Courrier des lecteurs de Bruno Bourgeon :

"Où l'on reparle encore de Monsanto?"


Publié / Actualisé
"Comment faut-il parler de Monsanto? Bayer a eu beau la racheter, pour devenir numéro deux mondial de l'industrie agro-chimique, l'entreprise américaine fait à nouveau parler d'elle" rédige Bruno Bourgeon dans son courrier que nous publions ci-dessous :
"Comment faut-il parler de Monsanto? Bayer a eu beau la racheter, pour devenir numéro deux mondial de l'industrie agro-chimique, l'entreprise américaine fait à nouveau parler d'elle" rédige Bruno Bourgeon dans son courrier que nous publions ci-dessous :

"Non contente d'avoir fait l'objet d'un tribunal fictif à La Haye, filmé par Marie-Monique Robin : "Le Roundup face à ses juges"(www.dailymotion.com/video/x651lip), un premier procès pénal se tient en Californie, et concerne tout aussi bien le monde entier, contre Monsanto.

Dewayne Johnson, 46 ans, va mourir. Pendant deux ans, entre 2012 et 2014, il répandit avec son vaporisateur du Roundup sur des terrains scolaires. Désormais atteint d'un lymphome non hodgkinien incurable, défendu par une myriade d'avocats, il accuse Monsanto d'avoir caché la cancérogénicité du produit. L'un de ses avocats : "Ce procès est comme un canari dans la mine" (1). Dit autrement, ce procès n'est que le premier d'une longue suite. Monsanto n'ayant provisionné "que" 235 millions d'euros pour contrer les litiges, on souhaite bien du plaisir à Bayer.

Jusqu'à présent, le seul cancer véritablement environnemental reconnu est le mésothéliome, causé par l'amiante : une maladie, une seule cause. Pour tous les autres cancers, on ne peut rien affirmer : une infinité de molécules, certaines synergiques, sont impliquées dans la genèse des cancers, maladies environnementales s'il en est. Ces molécules esquintent l'ADN, mais comment, quelle exposition, quels résultats, nul ne peut le dire.

Le Centre International pour la Recherche sur le Cancer (CIRC) a classé le glyphosate comme cancérogène probable (IIa).
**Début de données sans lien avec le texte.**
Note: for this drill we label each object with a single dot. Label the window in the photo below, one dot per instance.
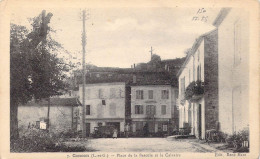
(139, 126)
(87, 109)
(139, 109)
(237, 43)
(121, 93)
(100, 93)
(182, 88)
(189, 76)
(112, 109)
(112, 92)
(198, 73)
(88, 94)
(164, 127)
(165, 94)
(163, 109)
(150, 94)
(198, 55)
(139, 94)
(150, 110)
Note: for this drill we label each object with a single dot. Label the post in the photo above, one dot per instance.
(83, 75)
(48, 115)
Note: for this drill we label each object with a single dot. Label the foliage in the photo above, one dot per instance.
(194, 88)
(35, 69)
(35, 140)
(236, 140)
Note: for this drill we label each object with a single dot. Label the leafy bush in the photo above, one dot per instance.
(194, 88)
(35, 140)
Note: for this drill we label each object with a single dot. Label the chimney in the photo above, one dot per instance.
(134, 79)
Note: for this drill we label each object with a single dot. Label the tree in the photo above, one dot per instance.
(35, 70)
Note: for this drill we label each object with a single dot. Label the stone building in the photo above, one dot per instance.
(233, 59)
(152, 109)
(219, 60)
(200, 66)
(63, 115)
(104, 105)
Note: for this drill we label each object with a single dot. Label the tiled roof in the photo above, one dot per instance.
(55, 102)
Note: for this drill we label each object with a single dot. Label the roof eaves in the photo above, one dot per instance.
(221, 16)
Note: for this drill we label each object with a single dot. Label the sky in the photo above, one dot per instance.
(120, 37)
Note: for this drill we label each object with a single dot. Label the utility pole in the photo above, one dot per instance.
(151, 51)
(84, 76)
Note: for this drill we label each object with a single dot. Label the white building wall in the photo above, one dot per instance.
(190, 74)
(100, 113)
(157, 101)
(232, 115)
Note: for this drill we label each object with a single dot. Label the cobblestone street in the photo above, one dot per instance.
(144, 145)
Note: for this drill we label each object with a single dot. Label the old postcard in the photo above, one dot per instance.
(139, 79)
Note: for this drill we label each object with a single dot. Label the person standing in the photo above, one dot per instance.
(115, 134)
(127, 128)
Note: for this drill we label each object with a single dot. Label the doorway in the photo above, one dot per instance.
(87, 129)
(199, 120)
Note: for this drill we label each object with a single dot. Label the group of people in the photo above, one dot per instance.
(127, 129)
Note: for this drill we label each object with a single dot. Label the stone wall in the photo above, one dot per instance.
(60, 117)
(211, 79)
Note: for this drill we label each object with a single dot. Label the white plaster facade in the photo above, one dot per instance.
(107, 104)
(189, 112)
(233, 50)
(160, 120)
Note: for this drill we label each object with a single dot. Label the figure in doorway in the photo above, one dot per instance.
(115, 134)
(127, 129)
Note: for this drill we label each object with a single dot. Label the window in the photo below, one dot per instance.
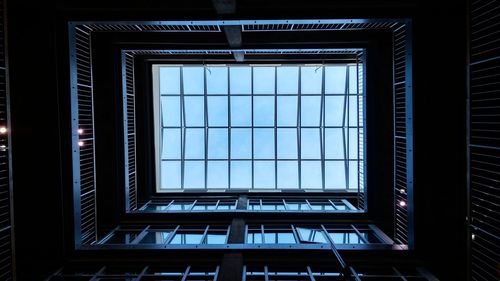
(258, 127)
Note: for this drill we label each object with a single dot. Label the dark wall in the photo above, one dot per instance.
(39, 100)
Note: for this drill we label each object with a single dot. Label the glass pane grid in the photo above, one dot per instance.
(261, 127)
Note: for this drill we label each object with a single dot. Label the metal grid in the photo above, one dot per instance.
(403, 175)
(128, 81)
(83, 46)
(6, 211)
(350, 124)
(484, 139)
(83, 134)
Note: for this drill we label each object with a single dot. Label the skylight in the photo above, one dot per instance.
(259, 127)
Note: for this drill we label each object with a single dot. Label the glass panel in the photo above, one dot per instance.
(311, 175)
(156, 237)
(194, 174)
(194, 110)
(310, 144)
(241, 81)
(287, 143)
(217, 143)
(171, 111)
(311, 79)
(334, 144)
(169, 80)
(217, 111)
(171, 144)
(204, 206)
(287, 111)
(297, 206)
(335, 175)
(241, 111)
(288, 177)
(193, 80)
(217, 174)
(170, 175)
(241, 174)
(180, 206)
(263, 80)
(279, 237)
(254, 237)
(264, 174)
(263, 111)
(122, 237)
(215, 238)
(263, 143)
(311, 235)
(241, 143)
(184, 238)
(353, 79)
(345, 237)
(310, 111)
(195, 144)
(288, 78)
(335, 79)
(216, 80)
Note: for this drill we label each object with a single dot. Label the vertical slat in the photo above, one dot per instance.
(483, 140)
(128, 81)
(7, 262)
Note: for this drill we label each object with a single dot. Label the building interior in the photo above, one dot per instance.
(231, 140)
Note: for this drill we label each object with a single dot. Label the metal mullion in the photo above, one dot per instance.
(229, 128)
(216, 274)
(284, 204)
(244, 275)
(360, 235)
(252, 121)
(227, 234)
(334, 207)
(322, 129)
(186, 273)
(204, 236)
(144, 206)
(192, 205)
(296, 234)
(275, 128)
(354, 274)
(206, 124)
(183, 129)
(346, 116)
(311, 275)
(309, 204)
(299, 126)
(140, 236)
(262, 233)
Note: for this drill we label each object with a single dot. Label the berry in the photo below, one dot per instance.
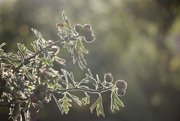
(60, 25)
(121, 84)
(79, 28)
(108, 78)
(90, 38)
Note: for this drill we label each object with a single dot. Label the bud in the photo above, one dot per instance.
(60, 25)
(87, 26)
(79, 28)
(90, 39)
(121, 87)
(108, 78)
(121, 84)
(40, 92)
(121, 92)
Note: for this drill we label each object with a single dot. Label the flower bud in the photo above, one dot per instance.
(87, 26)
(108, 78)
(121, 84)
(90, 39)
(121, 92)
(79, 28)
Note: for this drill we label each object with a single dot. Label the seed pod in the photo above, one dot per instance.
(87, 26)
(121, 92)
(121, 84)
(60, 25)
(90, 39)
(79, 29)
(40, 91)
(108, 78)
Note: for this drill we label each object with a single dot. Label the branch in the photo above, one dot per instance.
(33, 56)
(81, 89)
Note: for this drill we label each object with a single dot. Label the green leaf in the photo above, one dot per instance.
(58, 103)
(47, 61)
(99, 107)
(67, 46)
(21, 47)
(115, 102)
(86, 100)
(76, 99)
(65, 104)
(60, 60)
(81, 46)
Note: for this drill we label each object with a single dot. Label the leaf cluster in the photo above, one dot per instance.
(28, 78)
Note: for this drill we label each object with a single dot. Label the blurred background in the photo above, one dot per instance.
(136, 40)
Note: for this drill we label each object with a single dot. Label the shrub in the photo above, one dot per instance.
(28, 78)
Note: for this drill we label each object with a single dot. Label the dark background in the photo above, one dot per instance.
(136, 40)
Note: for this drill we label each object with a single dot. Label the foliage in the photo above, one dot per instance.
(28, 78)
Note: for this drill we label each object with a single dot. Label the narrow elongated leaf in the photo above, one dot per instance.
(115, 102)
(65, 104)
(75, 98)
(58, 103)
(99, 107)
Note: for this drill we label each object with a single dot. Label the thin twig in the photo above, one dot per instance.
(33, 56)
(81, 89)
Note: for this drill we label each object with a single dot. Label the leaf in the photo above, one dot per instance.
(67, 46)
(60, 60)
(86, 100)
(65, 104)
(99, 107)
(47, 61)
(21, 47)
(115, 102)
(58, 103)
(81, 46)
(76, 99)
(2, 45)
Classification évidemment contestée par Monsanto, mais pas que : l'Efsa, agence européenne de sécurité des aliments, farcie de conflits d'intérêts, est également dans la danse.
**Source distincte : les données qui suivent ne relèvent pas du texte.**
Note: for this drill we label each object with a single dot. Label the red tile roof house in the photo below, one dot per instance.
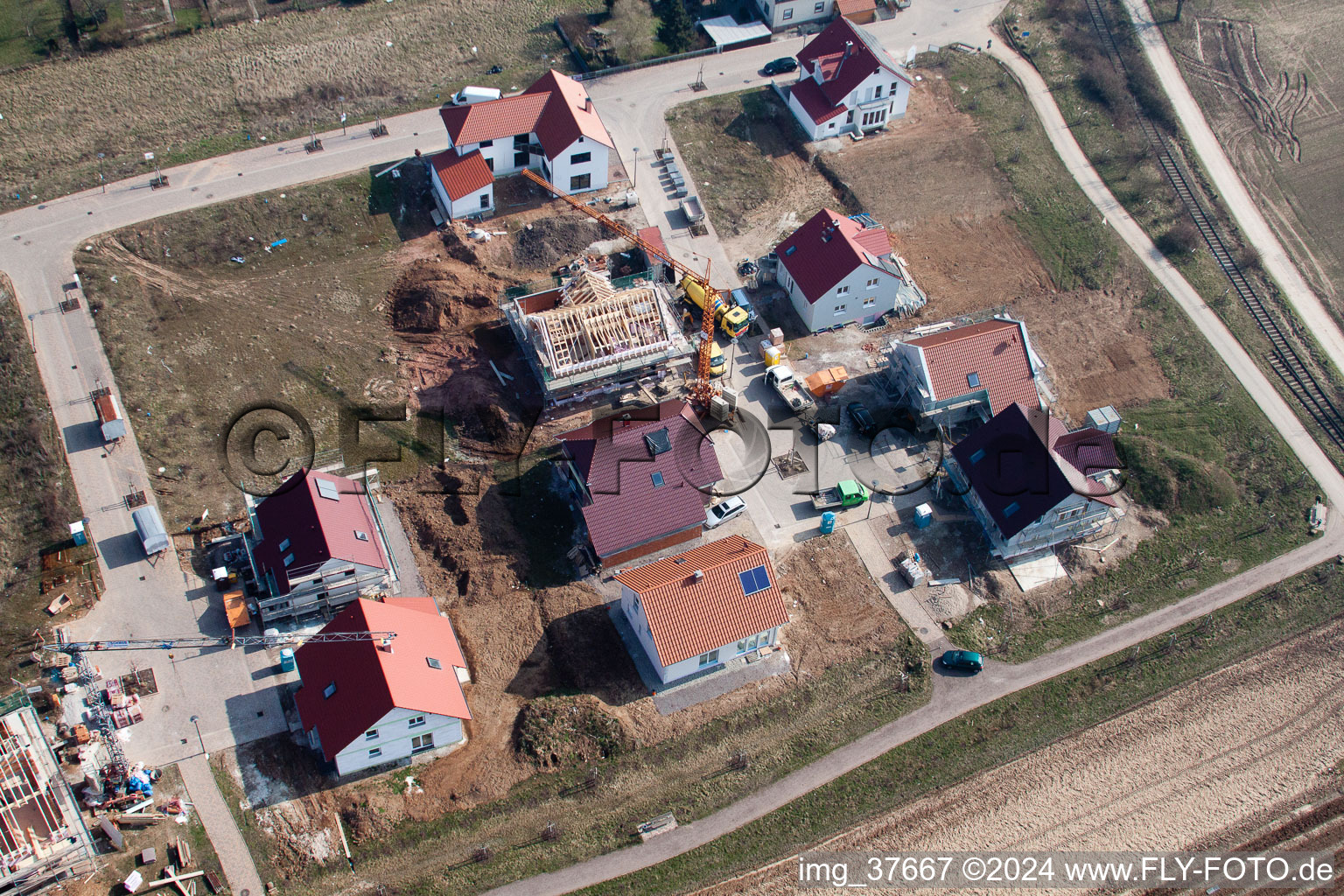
(847, 83)
(640, 480)
(371, 703)
(551, 127)
(840, 269)
(1032, 484)
(970, 373)
(318, 544)
(697, 610)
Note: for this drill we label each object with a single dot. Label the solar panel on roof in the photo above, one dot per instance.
(754, 579)
(657, 442)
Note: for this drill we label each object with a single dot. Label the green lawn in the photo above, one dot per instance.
(1206, 457)
(1000, 732)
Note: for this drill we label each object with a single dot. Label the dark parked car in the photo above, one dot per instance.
(862, 419)
(968, 660)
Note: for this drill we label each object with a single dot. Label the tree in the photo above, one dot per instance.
(632, 30)
(677, 32)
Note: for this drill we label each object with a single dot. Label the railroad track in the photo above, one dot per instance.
(1284, 359)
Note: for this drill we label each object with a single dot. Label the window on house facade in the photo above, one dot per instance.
(754, 579)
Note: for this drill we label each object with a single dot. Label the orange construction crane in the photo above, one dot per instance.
(704, 388)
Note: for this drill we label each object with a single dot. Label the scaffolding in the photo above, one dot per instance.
(42, 833)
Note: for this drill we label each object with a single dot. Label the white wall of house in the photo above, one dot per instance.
(570, 175)
(787, 14)
(878, 100)
(396, 738)
(634, 612)
(860, 296)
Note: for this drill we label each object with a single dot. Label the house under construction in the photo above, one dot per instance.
(43, 837)
(586, 335)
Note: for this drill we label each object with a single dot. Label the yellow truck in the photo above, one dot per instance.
(732, 321)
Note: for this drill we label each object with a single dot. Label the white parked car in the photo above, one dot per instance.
(724, 511)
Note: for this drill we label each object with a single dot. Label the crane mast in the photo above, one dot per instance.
(704, 388)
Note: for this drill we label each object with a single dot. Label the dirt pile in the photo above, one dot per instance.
(559, 732)
(547, 242)
(433, 296)
(840, 612)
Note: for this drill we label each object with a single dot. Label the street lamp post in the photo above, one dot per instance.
(195, 720)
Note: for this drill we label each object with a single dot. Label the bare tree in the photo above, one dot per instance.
(632, 27)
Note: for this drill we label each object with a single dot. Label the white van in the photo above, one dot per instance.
(476, 94)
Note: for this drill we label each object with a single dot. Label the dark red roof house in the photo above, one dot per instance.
(373, 702)
(318, 544)
(640, 480)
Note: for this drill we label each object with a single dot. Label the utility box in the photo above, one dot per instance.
(1105, 419)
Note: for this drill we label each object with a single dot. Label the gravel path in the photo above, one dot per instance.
(1163, 777)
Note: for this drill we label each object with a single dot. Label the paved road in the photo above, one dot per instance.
(1231, 190)
(143, 599)
(220, 823)
(953, 696)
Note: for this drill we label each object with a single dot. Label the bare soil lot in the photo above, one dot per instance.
(208, 92)
(1265, 75)
(1186, 771)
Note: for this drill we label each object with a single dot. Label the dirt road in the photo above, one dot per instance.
(1170, 775)
(1233, 191)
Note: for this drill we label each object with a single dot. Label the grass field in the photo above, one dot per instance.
(1000, 732)
(206, 93)
(1206, 457)
(1097, 103)
(37, 496)
(301, 324)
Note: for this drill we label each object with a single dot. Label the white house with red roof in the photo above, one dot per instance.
(965, 373)
(847, 83)
(368, 703)
(318, 544)
(551, 127)
(840, 269)
(701, 609)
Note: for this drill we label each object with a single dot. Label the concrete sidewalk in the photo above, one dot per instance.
(234, 856)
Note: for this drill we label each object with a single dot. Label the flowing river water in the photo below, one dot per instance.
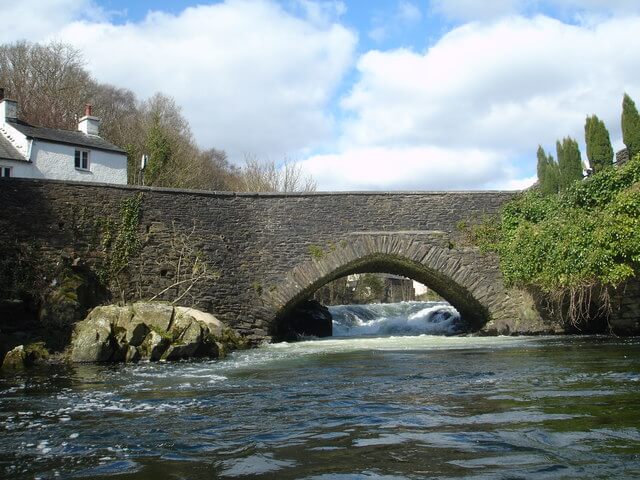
(413, 403)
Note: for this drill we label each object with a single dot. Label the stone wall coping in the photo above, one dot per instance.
(400, 232)
(210, 193)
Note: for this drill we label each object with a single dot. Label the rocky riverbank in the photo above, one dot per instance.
(137, 332)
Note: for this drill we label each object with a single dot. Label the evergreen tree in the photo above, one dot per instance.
(548, 173)
(552, 177)
(569, 163)
(541, 166)
(159, 148)
(630, 126)
(599, 150)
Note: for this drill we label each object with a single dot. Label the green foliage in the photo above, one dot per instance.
(159, 151)
(120, 243)
(316, 252)
(548, 173)
(587, 236)
(599, 149)
(630, 126)
(569, 163)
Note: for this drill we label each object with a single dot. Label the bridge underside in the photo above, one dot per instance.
(467, 279)
(268, 251)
Admettons que le glyphosate ne soit pas cancérogène. dans ce cas, notre presse main stream et l'AFP jouent un jeu écoeurant : le glyphosate est "une substance très controversée et qui fait l'objet d'études
scientifiques contradictoires". Vrai et faux, attention, voici le point Godwin selon la formule de Godard : "L'objectivité, c'est 5 min pour Hitler, et 5 min pour les Juifs". En effet on aime oublier la désinformation
de l'industrie pendant des lustres, au moyen d'une gigantesque stratégie du doute (2). Ainsi les prodigieux "tobacco papers" (3) tuant sciemment des millions de fumeurs.

Ainsi le Comité Permanent Amiante (CPA) gagnant 20 ans avant son interdiction définitive en 1997. Ainsi les moyens crapuleux utilisés par Monsanto pour discréditer le CIRC, en magouillant les articles pseudo-scientifiques écrits par ses sbires, en utilisant des espions professionnels (4), en menant une campagne de l'ombre.
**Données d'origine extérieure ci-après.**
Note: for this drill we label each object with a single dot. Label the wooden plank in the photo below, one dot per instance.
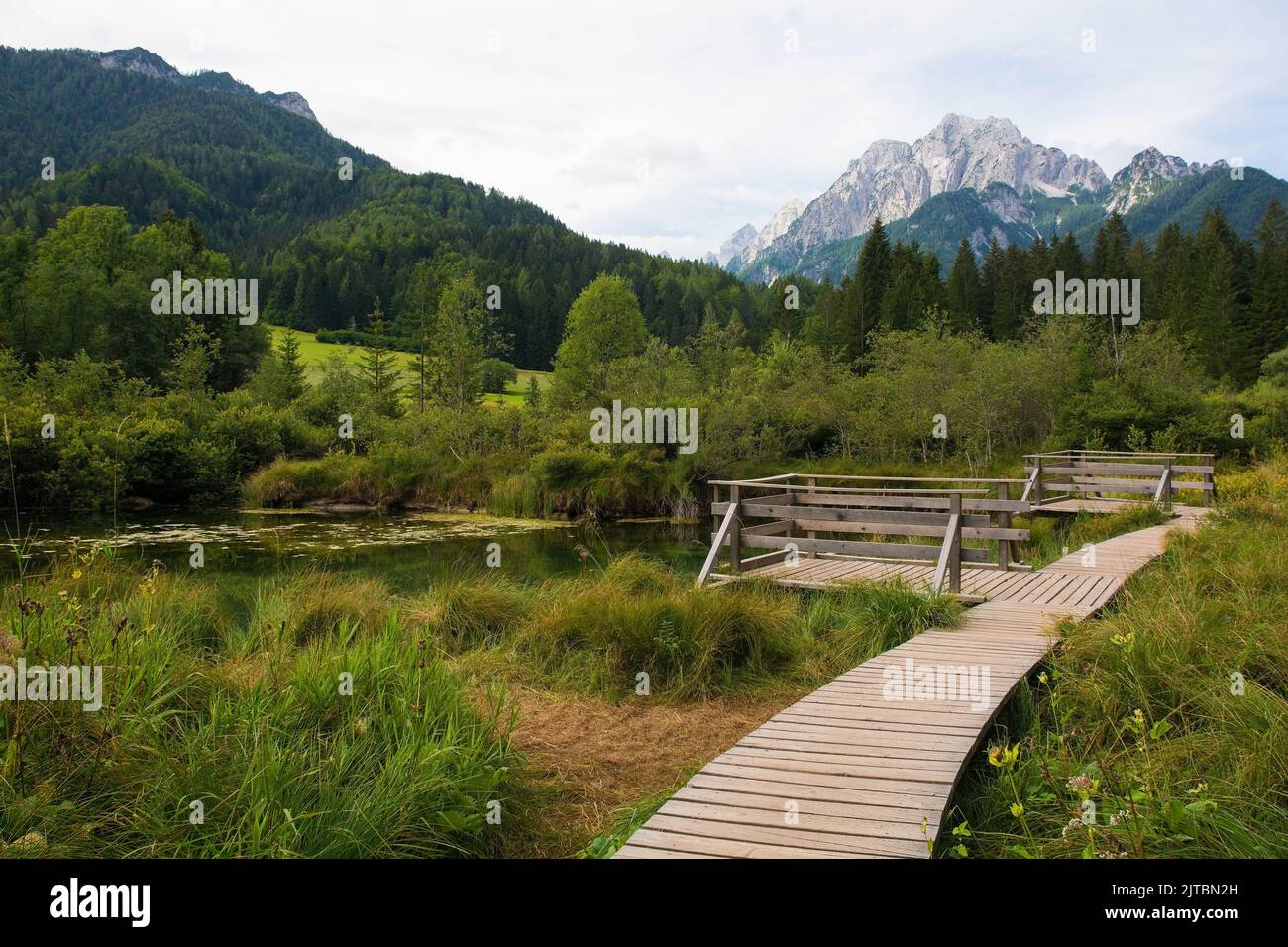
(848, 772)
(730, 514)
Plus personne ne peut désormais ignorer que Monsanto, je pèse mes mots, est une entreprise criminelle. Ceux qui la défendent en sont complices : je parle des autorités européennes, qui va de la Commission aux ministres de l'écologie, suivez mon regard, mais aussi une presse "objective" qui ment "objectivement". Procès à suivre jusqu'à fin juillet."